In one sense, this is a boon to a seemingly revivified conservative movement.  The tea-party movement, to which Brown made an effort to reach out, was vindicated, and this will bolster like-minded candidates across the country.  But Brown is not really a maverick; his record in the Massachusetts legislature puts him on the left wing of a very liberal Republican Party.  To top it off, he’s a party-lining neocon when it comes to foreign policy.  The evolving view of many in the tea-party movement that the Afghan crusade is futile is not shared by Brown.

Although the two wars we are fighting weren’t much discussed during the election, Brown does support Obama’s war in Afghanistan and Pakistan, and when General McChrystal made a well-publicized request for 40,000 more troops, Brown, who emphasized his service in the National Guard, was all for it.
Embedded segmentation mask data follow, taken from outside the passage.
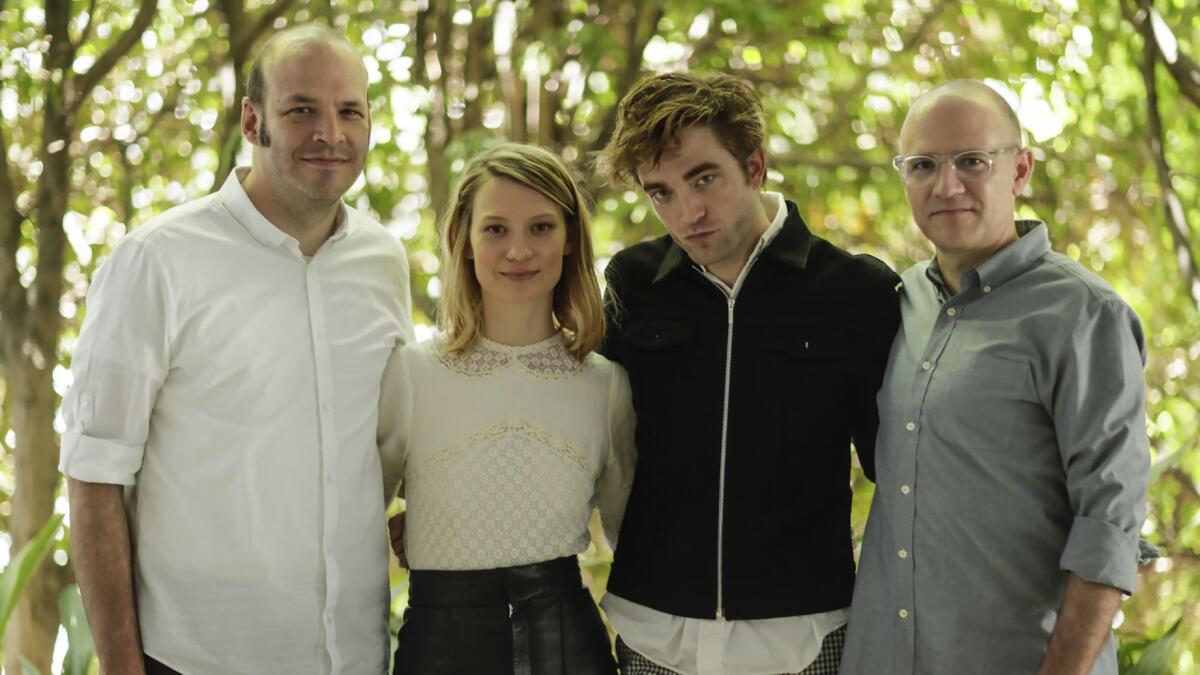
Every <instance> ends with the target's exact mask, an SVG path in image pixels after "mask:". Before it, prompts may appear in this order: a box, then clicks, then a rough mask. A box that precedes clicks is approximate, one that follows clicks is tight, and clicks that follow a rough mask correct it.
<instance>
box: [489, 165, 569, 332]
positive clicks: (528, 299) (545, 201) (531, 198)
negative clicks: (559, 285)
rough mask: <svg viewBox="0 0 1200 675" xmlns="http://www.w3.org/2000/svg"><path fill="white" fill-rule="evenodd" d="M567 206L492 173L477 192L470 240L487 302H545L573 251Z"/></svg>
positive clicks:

Prediction: By the time this is published, the “Brown for President” boomlet will have already started to gain momentum.  Yes, I know—who ever heard of a state legislator rising to the U.S. Senate after a few years, and then going on to take the White House?  Oh, wait . . .

Brown is merely the white Obama, an agent of “change” that is really the same old message, repackaged and served up slightly cold: smaller big government (he endorses a modified version of Obama­care and is silent on the bailouts) and eternal war.  The jutting chin, the heroic physique, the blow-dried hair, the posing inside his pickup truck—it all adds up to more Madison Avenue faux-populism.